When attorney Yitzhak Bart of the State Prosecutor’s Office referred to the assertion by ACRI attorney Dan Yakir to the effect that “this is a weakened population” – it was Melcer who added: “weakened and protected.” What is the meaning of protected? That it’s illegal to expel the population and to evict it for the purpose of military exercises, as was determined already back in 1967 in an opinion of then-Military Advocate General Col. Meir Shamgar.

Therefore, the laymen in the courtroom expected the respected justices to seriously address the smoking gun discovered by the Akevot Institute for Israeli-Palestinian Conflict Research, which was presented to the bench by the petitioners’ representatives: In July 1981, the document shows, Ariel Sharon, then agriculture minister in the government of Menachem Begin, suggested to the IDF brass that they establish a training zone in the region in order to prevent “the spread of the Arab mountain villagers on the ridge, in the direction of the desert.”

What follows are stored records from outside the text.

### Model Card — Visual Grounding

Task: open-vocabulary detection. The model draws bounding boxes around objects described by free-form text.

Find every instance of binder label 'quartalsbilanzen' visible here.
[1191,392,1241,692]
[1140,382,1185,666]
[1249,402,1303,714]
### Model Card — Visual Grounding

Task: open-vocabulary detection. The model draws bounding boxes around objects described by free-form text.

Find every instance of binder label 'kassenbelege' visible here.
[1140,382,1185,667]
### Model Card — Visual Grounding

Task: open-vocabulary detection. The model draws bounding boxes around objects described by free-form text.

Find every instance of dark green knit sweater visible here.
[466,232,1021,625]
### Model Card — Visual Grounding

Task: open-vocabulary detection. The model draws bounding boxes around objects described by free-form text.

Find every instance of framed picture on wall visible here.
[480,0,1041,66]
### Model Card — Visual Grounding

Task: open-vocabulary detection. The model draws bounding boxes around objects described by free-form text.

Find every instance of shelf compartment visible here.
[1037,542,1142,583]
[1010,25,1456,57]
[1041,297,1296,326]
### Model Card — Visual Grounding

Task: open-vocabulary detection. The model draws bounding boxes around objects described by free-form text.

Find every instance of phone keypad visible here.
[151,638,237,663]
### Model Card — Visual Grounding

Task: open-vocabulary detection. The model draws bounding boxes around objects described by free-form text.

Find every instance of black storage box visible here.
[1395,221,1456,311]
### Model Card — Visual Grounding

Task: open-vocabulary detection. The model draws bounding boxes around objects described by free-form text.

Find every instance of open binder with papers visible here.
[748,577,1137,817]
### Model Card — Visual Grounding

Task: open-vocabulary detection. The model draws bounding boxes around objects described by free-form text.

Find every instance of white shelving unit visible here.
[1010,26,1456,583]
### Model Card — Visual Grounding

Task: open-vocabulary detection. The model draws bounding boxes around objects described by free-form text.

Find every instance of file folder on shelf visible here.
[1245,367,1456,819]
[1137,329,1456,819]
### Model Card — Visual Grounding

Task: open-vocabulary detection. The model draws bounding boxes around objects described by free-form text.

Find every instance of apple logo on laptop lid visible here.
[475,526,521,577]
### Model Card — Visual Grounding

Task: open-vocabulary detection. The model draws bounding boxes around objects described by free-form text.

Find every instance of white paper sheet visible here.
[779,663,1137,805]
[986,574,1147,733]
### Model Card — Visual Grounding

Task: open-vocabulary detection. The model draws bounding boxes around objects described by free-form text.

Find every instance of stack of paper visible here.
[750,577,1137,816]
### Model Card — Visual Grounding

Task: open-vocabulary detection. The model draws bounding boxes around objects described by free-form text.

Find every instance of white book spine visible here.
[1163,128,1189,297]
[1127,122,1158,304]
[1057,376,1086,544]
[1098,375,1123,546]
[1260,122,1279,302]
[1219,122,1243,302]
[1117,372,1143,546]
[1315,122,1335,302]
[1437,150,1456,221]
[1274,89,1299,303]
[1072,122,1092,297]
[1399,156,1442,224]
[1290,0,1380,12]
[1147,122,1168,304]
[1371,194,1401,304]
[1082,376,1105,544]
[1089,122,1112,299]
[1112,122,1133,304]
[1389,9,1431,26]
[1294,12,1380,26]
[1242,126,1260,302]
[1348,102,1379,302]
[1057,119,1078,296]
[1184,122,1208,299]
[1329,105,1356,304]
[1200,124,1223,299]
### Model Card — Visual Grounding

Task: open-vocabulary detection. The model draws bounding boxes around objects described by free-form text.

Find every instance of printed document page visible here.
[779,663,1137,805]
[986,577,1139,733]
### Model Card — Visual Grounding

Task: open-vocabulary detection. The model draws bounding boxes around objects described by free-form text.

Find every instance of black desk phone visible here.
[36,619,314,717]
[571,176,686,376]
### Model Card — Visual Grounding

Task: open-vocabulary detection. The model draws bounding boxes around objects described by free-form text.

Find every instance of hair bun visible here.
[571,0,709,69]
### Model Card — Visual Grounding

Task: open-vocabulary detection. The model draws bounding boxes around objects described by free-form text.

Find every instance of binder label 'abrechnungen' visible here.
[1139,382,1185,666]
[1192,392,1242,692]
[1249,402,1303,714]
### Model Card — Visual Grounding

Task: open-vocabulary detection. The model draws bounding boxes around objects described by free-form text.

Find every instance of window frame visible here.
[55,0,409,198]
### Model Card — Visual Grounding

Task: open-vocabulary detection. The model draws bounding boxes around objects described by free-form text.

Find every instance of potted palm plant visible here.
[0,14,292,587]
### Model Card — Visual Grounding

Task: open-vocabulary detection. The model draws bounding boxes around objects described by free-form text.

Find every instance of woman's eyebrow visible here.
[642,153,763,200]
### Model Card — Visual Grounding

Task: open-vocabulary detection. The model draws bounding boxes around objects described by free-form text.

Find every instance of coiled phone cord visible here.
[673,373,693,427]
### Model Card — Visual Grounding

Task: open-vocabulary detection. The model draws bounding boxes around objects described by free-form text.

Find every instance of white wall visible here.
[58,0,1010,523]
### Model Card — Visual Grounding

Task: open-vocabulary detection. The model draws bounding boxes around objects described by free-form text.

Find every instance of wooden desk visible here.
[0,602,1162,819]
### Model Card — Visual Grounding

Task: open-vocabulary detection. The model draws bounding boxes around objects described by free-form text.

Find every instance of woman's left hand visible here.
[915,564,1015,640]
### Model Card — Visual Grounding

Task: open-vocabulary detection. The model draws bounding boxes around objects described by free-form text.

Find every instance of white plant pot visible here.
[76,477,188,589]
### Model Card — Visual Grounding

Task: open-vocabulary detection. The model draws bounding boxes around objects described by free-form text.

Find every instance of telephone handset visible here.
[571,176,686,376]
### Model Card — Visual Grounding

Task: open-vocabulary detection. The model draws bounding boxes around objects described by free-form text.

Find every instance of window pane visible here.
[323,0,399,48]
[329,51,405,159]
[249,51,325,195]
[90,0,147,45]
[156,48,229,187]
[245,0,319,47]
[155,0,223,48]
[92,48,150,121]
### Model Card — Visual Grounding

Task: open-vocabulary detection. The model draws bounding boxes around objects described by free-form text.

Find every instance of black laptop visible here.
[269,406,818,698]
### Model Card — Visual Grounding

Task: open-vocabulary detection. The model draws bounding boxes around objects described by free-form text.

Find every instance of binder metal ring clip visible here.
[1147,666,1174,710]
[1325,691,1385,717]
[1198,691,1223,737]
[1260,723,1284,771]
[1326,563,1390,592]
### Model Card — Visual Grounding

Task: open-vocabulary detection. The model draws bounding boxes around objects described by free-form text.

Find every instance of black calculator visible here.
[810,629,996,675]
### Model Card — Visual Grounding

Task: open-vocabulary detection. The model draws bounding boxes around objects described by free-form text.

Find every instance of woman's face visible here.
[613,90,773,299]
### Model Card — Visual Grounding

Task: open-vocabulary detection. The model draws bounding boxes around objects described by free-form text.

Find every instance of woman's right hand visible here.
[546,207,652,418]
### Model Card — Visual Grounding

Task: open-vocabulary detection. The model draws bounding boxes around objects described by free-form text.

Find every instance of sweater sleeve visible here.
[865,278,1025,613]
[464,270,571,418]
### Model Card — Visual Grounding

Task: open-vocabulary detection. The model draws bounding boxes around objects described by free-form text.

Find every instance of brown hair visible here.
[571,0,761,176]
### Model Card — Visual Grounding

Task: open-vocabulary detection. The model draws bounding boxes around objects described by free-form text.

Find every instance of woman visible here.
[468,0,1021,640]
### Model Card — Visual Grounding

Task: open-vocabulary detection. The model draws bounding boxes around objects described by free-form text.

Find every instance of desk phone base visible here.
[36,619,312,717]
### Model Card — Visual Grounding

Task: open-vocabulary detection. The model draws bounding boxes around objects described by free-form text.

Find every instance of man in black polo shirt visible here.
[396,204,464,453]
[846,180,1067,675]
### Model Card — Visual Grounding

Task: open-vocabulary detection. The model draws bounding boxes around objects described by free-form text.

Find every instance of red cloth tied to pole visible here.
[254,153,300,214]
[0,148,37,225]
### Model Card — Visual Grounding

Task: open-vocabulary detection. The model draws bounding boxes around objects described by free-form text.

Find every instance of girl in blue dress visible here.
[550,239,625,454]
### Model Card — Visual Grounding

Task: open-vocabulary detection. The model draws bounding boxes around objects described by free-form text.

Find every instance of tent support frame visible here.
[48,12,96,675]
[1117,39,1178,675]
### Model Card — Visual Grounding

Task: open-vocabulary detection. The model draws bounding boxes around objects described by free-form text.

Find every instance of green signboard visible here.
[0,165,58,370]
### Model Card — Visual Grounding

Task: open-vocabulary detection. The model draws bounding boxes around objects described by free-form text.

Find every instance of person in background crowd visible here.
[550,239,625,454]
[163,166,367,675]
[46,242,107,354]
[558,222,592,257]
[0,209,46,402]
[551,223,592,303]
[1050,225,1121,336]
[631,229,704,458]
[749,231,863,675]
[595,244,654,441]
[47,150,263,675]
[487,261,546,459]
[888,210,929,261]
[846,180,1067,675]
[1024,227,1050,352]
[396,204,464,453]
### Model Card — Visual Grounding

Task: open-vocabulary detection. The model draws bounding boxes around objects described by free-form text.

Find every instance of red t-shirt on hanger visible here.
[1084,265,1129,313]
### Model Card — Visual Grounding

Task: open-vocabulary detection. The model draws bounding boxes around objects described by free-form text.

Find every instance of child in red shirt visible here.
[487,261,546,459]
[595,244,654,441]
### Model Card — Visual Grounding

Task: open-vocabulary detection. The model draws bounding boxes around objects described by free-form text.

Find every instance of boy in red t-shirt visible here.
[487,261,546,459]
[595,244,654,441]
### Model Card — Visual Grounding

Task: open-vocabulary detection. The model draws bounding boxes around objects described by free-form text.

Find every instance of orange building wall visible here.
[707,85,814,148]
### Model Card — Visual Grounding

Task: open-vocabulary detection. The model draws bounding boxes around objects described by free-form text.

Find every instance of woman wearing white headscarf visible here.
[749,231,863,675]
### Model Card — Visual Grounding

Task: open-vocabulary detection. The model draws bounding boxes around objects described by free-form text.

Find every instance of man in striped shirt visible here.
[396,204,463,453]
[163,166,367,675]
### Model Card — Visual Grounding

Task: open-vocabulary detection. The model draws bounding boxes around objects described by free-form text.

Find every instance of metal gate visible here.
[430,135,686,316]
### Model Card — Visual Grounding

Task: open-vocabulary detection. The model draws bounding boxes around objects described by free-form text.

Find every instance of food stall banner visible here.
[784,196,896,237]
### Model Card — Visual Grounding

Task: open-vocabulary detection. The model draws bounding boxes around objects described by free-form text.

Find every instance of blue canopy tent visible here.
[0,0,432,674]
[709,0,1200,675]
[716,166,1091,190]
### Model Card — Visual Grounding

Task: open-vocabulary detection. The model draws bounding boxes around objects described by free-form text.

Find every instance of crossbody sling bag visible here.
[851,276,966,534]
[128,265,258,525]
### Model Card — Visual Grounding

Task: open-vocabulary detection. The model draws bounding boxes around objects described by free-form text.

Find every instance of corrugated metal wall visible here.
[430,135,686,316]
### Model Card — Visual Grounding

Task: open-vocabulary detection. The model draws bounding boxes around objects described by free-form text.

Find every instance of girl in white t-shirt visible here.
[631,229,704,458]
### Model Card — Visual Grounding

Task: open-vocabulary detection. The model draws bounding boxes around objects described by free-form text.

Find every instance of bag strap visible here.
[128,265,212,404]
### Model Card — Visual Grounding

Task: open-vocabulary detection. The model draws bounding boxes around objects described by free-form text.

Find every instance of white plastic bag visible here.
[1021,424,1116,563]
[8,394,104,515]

About a year later, when Sharon was already defense minister, it was declared that the area had been seized for the purpose of training exercises. In other words, the firing zone was originally declared with the objective of emptying the area of Palestinians. Mazuz was not upset by that revelation and said: “There is a combination of interests here. That doesn’t mean that the decision would not serve a military purpose involving firing zones.”

Bottom of Form

“The spread” referred to at the time by Sharon is the natural reciprocal relationship between a village of origin – which has grown and become an urban center – and seasonal offshoots that it created in the vicinity over a period of decades and that later became permanent villages.

For his part, attorney Bart claimed that the petitioners and their families are not permanent residents of their villages, but rather of the city of Yatta, and that if they settled in the area – it was as “invaders,” after it had been declared a firing zone. Therefore, it is permitted to expel them from their homes for the purpose of military exercises and to enable them to return in the periods between those exercises.

Here the justices clearly disagreed with him. The determination of permanent residency “is changing in many places in the world,” Melcer commented. “We don’t share your self-conviction, sir.”

And yet in spite of that, the justices expect the Palestinian residents to compromise regarding the demand for training exercises among and inside their homes, on their private and public lands. Or as Mazuz summed up: “In every model [that will be proposed to the parties] nobody will get what he wants.”